Page MenuHomePhabricator

[InstCombine] Fold add/sub over phi node
Needs ReviewPublic

Authored by inouehrs on Mar 6 2018, 6:21 AM.



This patch adds FoldPHIUserOpIntoPred, which finds a phi node that is

  1. used by only one add/sub instruction and
  2. all its incoming values are ConstantInt or add/sub instruction used only by this phi node.

For such Phi nodes, we can eliminate add/sub instruction after the phi node by changing immediates of previous add/sub instructions.
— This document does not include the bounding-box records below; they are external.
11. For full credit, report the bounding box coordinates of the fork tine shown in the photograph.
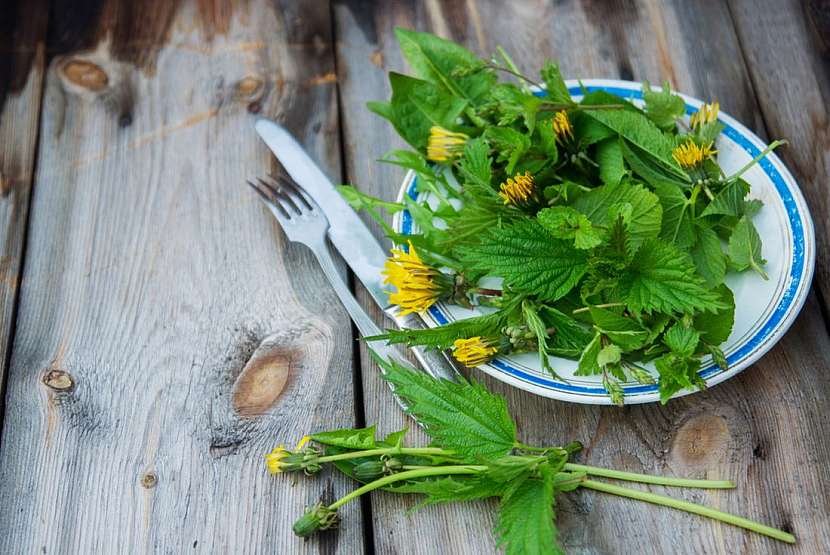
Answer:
[270,173,316,211]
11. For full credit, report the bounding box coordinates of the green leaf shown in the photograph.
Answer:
[694,284,735,345]
[386,72,467,150]
[597,137,626,185]
[643,81,686,131]
[310,426,377,451]
[372,351,516,461]
[540,61,573,104]
[462,220,587,301]
[663,322,700,358]
[395,27,496,101]
[590,307,649,351]
[573,183,663,248]
[574,332,602,376]
[536,206,602,249]
[700,179,748,218]
[654,183,695,249]
[620,239,725,314]
[495,466,563,555]
[689,226,726,288]
[585,107,688,180]
[729,216,769,279]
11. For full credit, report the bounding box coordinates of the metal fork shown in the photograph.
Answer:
[248,175,412,378]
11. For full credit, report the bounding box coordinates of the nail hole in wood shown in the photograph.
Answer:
[43,369,75,391]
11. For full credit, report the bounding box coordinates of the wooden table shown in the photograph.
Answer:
[0,0,830,554]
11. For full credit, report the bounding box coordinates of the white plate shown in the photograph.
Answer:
[394,79,815,405]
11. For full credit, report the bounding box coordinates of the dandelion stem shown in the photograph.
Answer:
[328,465,487,511]
[580,480,795,543]
[564,463,735,489]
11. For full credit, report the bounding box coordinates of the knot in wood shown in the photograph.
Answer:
[43,369,75,391]
[63,60,109,92]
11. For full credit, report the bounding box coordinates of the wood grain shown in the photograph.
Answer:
[334,0,830,553]
[0,1,363,553]
[0,1,47,416]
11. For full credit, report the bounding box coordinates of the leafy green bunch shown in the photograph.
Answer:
[266,357,795,555]
[341,29,780,404]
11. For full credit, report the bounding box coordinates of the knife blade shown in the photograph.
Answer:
[255,118,460,381]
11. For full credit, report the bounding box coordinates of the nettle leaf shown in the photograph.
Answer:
[462,220,588,301]
[590,307,649,351]
[729,216,769,279]
[619,239,725,314]
[596,137,626,185]
[495,466,564,555]
[311,426,377,450]
[585,105,688,180]
[689,226,726,288]
[574,332,602,376]
[372,352,516,461]
[654,183,695,249]
[384,72,467,150]
[395,27,496,101]
[540,61,573,104]
[663,322,700,358]
[694,284,735,345]
[536,206,602,249]
[700,179,749,218]
[643,81,686,131]
[573,183,663,248]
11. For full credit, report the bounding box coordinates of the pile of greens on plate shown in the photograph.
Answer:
[265,359,795,555]
[341,29,780,404]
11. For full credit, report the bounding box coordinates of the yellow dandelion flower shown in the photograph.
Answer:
[689,102,720,129]
[499,172,534,206]
[452,337,498,368]
[427,125,470,162]
[671,141,718,168]
[265,445,291,474]
[551,110,574,142]
[382,243,446,314]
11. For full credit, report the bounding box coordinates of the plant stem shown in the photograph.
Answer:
[580,480,795,543]
[571,303,625,314]
[317,447,453,463]
[564,463,735,489]
[328,465,487,510]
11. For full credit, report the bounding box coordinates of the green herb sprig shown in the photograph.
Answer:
[341,29,783,404]
[266,357,795,554]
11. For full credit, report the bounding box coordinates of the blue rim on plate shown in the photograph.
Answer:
[395,79,815,404]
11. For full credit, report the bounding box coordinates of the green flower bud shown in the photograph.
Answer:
[292,503,340,538]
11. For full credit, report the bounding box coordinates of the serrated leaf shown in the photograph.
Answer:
[654,183,695,249]
[386,72,467,150]
[729,216,769,279]
[694,284,735,345]
[395,27,496,101]
[596,137,626,185]
[462,220,588,301]
[574,333,602,376]
[590,307,649,351]
[310,426,377,450]
[495,467,563,555]
[643,81,686,131]
[573,183,663,248]
[689,226,726,288]
[663,322,700,358]
[536,206,602,249]
[620,239,724,313]
[372,351,516,462]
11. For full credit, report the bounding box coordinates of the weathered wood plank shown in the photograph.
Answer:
[0,1,362,553]
[731,1,830,314]
[335,1,830,553]
[0,1,48,414]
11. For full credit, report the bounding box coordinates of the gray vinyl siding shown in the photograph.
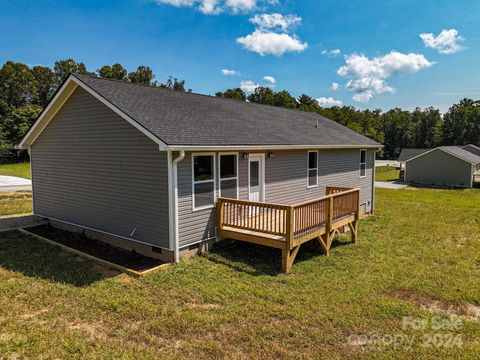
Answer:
[32,88,169,248]
[174,149,374,248]
[405,149,472,187]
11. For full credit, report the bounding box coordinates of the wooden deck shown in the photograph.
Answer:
[217,187,360,273]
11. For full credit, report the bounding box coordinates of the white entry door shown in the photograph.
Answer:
[248,154,265,202]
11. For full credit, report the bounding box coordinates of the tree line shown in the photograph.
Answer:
[0,59,480,162]
[215,87,480,159]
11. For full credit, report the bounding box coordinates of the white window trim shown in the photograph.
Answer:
[358,149,368,178]
[248,153,266,202]
[307,150,318,189]
[218,152,239,199]
[192,153,217,212]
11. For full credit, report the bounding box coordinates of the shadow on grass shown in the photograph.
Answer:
[0,231,117,287]
[203,237,351,275]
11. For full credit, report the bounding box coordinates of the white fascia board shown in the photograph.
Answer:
[168,145,383,151]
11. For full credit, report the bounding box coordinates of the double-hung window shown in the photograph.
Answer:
[220,154,238,199]
[192,154,215,210]
[307,150,318,188]
[360,150,367,177]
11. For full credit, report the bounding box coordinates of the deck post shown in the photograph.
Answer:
[349,190,360,243]
[282,206,300,274]
[319,195,335,256]
[217,198,225,230]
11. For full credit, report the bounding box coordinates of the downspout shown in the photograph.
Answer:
[172,151,185,263]
[370,148,382,215]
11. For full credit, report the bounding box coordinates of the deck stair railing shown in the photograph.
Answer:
[217,187,360,272]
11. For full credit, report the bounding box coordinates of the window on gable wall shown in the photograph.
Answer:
[360,150,367,177]
[307,150,318,188]
[220,154,238,199]
[192,155,215,210]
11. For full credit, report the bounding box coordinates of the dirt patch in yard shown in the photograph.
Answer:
[390,289,480,322]
[28,225,163,271]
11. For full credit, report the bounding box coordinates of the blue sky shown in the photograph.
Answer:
[0,0,480,111]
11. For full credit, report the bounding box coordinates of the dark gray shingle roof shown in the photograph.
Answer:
[73,74,381,147]
[439,146,480,165]
[462,144,480,156]
[398,148,431,162]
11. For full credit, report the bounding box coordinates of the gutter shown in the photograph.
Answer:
[169,151,185,263]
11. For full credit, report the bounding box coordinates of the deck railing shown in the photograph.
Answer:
[217,198,290,236]
[217,187,360,245]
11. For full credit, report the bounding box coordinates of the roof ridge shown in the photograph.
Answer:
[71,73,338,123]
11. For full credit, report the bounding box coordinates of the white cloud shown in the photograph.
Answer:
[322,49,342,57]
[263,75,277,85]
[420,29,465,54]
[154,0,268,15]
[240,80,260,93]
[222,69,238,75]
[225,0,257,13]
[337,51,435,102]
[250,13,302,32]
[237,29,308,56]
[199,0,222,14]
[316,97,343,107]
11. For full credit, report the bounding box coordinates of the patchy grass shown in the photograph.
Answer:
[0,163,31,179]
[0,189,480,359]
[375,166,400,181]
[0,191,32,216]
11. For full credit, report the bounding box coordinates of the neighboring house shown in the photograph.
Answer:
[398,148,430,166]
[19,75,381,270]
[405,146,480,187]
[398,148,430,181]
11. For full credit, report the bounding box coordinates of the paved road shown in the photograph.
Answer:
[0,175,32,192]
[375,181,407,190]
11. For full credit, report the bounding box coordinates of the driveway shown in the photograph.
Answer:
[0,175,32,192]
[375,181,407,190]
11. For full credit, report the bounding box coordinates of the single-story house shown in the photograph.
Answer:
[397,148,429,181]
[404,146,480,187]
[19,74,381,270]
[398,148,430,163]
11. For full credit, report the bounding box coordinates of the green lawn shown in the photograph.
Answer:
[0,191,32,216]
[0,189,480,359]
[0,163,31,179]
[375,166,400,181]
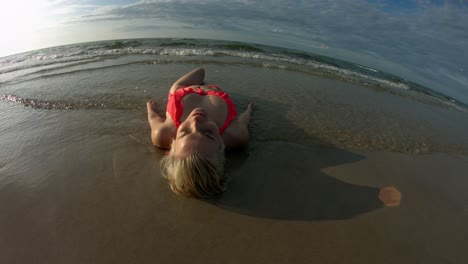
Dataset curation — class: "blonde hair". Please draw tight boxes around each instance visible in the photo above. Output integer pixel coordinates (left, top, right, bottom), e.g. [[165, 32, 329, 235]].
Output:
[[161, 141, 226, 198]]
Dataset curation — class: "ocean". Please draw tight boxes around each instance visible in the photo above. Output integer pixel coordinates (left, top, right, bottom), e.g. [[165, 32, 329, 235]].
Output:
[[0, 39, 468, 153], [0, 39, 468, 263]]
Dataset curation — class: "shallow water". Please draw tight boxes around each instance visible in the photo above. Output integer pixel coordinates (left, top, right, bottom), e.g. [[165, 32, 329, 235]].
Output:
[[0, 50, 468, 263]]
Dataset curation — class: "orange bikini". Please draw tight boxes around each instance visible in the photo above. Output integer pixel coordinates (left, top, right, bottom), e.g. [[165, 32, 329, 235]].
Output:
[[167, 85, 237, 134]]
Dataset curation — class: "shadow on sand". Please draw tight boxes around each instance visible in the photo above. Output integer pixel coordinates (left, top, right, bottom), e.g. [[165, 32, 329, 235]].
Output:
[[214, 95, 383, 221]]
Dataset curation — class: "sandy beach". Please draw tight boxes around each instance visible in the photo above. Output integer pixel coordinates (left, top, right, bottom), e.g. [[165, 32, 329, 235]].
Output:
[[0, 55, 468, 264]]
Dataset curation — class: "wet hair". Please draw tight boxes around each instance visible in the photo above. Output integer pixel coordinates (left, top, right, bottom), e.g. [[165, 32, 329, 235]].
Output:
[[161, 141, 226, 199]]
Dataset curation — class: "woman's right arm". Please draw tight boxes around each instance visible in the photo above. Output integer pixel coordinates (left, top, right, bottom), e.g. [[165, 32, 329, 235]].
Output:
[[169, 68, 205, 93], [147, 101, 176, 149]]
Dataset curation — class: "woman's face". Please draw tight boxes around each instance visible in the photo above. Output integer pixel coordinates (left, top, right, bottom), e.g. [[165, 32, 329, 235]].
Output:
[[173, 108, 223, 158]]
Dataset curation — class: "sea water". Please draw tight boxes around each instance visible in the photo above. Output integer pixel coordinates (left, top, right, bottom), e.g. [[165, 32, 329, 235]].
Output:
[[0, 39, 468, 263]]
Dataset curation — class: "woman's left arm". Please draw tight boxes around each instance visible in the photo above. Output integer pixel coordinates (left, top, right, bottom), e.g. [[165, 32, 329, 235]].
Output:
[[223, 102, 255, 149]]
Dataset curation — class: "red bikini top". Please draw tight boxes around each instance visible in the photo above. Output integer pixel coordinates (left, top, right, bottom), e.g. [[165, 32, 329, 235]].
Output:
[[167, 85, 237, 134]]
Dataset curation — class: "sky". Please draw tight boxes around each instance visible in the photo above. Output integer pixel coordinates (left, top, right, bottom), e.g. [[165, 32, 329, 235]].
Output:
[[0, 0, 468, 103]]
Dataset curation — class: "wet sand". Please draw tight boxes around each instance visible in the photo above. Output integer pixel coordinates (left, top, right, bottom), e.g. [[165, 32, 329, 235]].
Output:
[[0, 65, 468, 263]]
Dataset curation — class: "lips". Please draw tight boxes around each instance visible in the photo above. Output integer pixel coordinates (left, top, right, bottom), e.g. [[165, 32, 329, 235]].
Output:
[[192, 113, 206, 117]]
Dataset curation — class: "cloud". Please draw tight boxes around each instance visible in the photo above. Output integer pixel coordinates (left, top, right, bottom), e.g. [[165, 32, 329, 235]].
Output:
[[38, 0, 468, 101]]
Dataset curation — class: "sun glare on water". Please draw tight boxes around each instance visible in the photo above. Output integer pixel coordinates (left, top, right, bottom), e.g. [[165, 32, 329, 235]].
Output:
[[0, 0, 54, 57]]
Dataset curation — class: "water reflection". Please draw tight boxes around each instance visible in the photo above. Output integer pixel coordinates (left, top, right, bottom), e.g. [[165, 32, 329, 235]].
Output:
[[215, 98, 398, 220]]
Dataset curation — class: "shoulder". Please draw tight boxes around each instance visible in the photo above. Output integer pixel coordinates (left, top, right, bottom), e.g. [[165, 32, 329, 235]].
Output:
[[151, 118, 177, 149], [223, 119, 249, 150]]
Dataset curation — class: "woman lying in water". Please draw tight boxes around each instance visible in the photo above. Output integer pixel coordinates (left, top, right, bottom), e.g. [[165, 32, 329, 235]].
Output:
[[147, 68, 254, 198]]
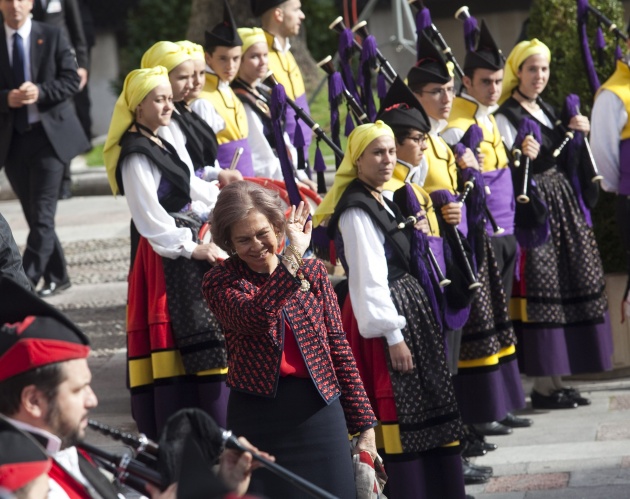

Example of redundant add instruction to be optimized:

  %add = add i64 %a, 5 # -> immediate will be changed to 6
  br label %BB3
  %sub = sub i64 %b, 3 # -> immediate will be changed to 2
  br label %BB3
  %phi = phi i64 [ %add, %BB1 ], [ %sub, %BB2 ]
  %rc = add i64 %phi, 1 # -> will be removed

Additionally, if only one incoming value to the phi node does not meet above conditions, we can move the add/sub instruction to avoid partially redundant computation.
This optimization happens about 19k times (4k for full redundant cases and others for partially redundant cases) while building LLVM/Clang.

I am going to add similar optimization for logical operations as well as add/sub as a separate patch later.

Diff Detail

Event Timeline

inouehrs created this revision.Mar 6 2018, 6:21 AM

So far, I disabled this optimization for Hexagon since this patch affects Hexagon loop idiom recognition (test/CodeGen/Hexagon/loop-idiom/pmpy-mod.ll).
Should I add a flag in backend to control this optimization rather than explicitly checking the triple in this method?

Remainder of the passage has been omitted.